At the Queen's command, the holy Angels set up the column, and upon it the sacred Image, in the same place where they now stand. St. James, together with the holy Angels, celebrated the first dedication of a Church instituted in this world under the name and title of the great Mistress of Heaven and earth. Our Apostle gave most humble thanks to his Blessed Mother Mary and asked for special protection of this Spanish kingdom, and particularly of this place consecrated to Her devotion and name. Our heavenly Mother granted him all his requests, gave him Her blessing, and was carried back to Jerusalem." 

After James returned to Jerusalem, he was executed by beheading, by Herod Agrippa, in about 44 A.D., becoming the first apostle to be martyred for his faith. Several of his disciples took his body and returned it for final burial in Spain.

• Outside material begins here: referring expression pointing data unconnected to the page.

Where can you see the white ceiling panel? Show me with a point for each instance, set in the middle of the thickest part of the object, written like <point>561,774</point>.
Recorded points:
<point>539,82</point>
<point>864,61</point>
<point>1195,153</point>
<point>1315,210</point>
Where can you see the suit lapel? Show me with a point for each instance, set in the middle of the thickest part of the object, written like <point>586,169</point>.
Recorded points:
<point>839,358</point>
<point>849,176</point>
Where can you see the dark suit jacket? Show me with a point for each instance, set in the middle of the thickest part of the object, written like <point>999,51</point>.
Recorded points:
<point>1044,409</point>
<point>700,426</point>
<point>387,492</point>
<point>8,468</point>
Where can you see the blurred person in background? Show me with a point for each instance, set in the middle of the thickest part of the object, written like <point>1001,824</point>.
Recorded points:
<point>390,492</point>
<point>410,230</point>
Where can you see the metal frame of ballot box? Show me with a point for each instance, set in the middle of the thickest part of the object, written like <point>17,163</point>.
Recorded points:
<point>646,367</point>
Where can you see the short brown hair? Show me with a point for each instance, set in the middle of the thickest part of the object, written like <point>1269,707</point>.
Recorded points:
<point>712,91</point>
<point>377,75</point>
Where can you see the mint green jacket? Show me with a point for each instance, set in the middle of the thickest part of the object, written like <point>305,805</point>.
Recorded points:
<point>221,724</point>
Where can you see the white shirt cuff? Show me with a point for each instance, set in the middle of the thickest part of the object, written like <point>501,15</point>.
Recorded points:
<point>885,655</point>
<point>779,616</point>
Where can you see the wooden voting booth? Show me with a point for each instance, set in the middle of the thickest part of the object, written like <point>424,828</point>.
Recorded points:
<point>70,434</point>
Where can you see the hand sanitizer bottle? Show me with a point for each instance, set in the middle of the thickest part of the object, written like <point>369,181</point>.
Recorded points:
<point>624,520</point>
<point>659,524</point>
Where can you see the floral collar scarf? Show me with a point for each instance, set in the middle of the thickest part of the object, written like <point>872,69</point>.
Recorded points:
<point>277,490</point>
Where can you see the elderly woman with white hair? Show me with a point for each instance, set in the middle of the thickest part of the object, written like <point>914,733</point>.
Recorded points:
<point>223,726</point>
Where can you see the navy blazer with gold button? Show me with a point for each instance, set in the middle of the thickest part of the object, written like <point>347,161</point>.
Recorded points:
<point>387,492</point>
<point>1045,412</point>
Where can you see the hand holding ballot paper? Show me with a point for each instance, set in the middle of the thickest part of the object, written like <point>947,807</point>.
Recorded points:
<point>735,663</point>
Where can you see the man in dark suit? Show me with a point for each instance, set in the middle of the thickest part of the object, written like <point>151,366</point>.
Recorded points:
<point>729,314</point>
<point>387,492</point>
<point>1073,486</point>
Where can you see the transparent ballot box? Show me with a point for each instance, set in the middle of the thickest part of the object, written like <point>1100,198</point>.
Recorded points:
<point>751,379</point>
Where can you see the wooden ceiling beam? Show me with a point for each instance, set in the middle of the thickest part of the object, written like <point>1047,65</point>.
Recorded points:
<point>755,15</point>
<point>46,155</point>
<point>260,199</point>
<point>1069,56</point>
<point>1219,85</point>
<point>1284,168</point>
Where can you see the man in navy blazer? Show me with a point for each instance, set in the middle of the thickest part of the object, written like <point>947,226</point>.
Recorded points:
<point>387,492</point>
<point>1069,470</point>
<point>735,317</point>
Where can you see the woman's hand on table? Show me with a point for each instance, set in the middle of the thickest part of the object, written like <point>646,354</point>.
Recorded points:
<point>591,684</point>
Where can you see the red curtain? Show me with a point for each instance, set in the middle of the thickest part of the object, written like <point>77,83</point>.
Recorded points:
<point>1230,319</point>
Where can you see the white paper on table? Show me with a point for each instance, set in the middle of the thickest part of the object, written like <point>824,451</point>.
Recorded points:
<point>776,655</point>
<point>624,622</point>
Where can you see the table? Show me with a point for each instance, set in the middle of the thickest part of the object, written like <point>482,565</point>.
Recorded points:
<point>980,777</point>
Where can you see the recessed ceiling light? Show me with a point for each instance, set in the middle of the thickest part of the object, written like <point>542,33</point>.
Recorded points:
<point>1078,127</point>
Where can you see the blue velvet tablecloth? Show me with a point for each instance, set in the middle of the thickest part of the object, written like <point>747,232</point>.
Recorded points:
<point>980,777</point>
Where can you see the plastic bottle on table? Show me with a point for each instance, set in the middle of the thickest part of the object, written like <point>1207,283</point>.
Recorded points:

A multitude of miracles have been wrought at the Shrine of Our Lady of the Pillar, but the following one stands pre-eminent, both for its splendor and authenticity: In July, 1637, Miguel Juan Pellicer, a 19-year old man from Calanda in Aragon, was working as a laborer on his uncle's farm. While steering a cart by riding one of the mules that was pulling it, Miguel fell off. The cart's wheel passed over his right leg, breaking the tibia. After staying 5 days in the hospital, he decided to transfer to another hospital dedicated to Our Lady of the Pillar, to whom he had great devotion. The 300 kilometer journey took him some 50 days, and upon his arrival, the doctors observed that the leg was in an advanced state of gangrene, leaving no other choice but to amputate it. Miguel first received the Sacraments at Our Lady's church, before two master surgeons carried out the operation. The leg was cut "four fingers below the knee." Although they had made the patient drowsy with drugged drink, as was the practice at the time, Miguel suffered excruciating pain: "In his torment," the witnesses would later say, "the young man called upon the Virgin of the Pillar, unceasingly and with great fervor." The leg was then buried, as was customary at the time, in a special part of the hospital's cemetery. When the wound had begun to heal, Miguel dragged himself to Our Lady’s image at the Church of the Pillar, to offer up thanks and place his whole life in Her hands. Every evening he would ask the servants in the sanctuary for a bit of the oil that burnt in the lamps before Her, in order to anoint the stump of his leg. He did this consistently for two years and was known by everybody to frequent the Church of Our Blessed Lady, sometimes imploring Her aid, sometimes begging the charity of the passers-by. In 1640, he returned to his parents' home; the townspeople knew him as the public beggar who rode a donkey.  On the evening of March 29, 1640, Miguel hung up his wooden leg, and went
to bed. Later that night, his mother was amazed to see two feet appearing from below the cloak that covered her son. At first she thought one of the soldiers quartered in the town had got into the house, and ran to tell her husband. But when Miguel's father arrived, he saw it was his son, and awoke him. The son cried out, "I dreamt that I was in the chapel of Our Lady of the Pillar, where I was anointing my stump with the oil of the lamp!" The father instantly answered, "Give thanks to God, my son. His Holy Mother has restored you your leg." News of the miracle spread, and an investigation and formal
inquiry were conducted. On April 27 of 1641, the archbishop of Zaragoza officially declared the authenticity of the miracle. Recordings show that the restored leg was the same one as that which had been amputated two and a half years before, for it could be re-identified through some bruises and scars that were there before the amputation. Also, the hole in the cemetery of the hospital in which
the amputated leg had been buried, was excavated and found empty.

Our Lady of the Pillar is a symbol of firmness and constancy of faith. Spanish Catholics Have seen in the Pillar a clear analogy with the column that guided the people of Israel in their pilgrimage to the Promised Land. Therefore, through the centuries, they have been able to sing Columnam disciples habemus: "We have as a guide, a Column that accompanies us to the new Israel."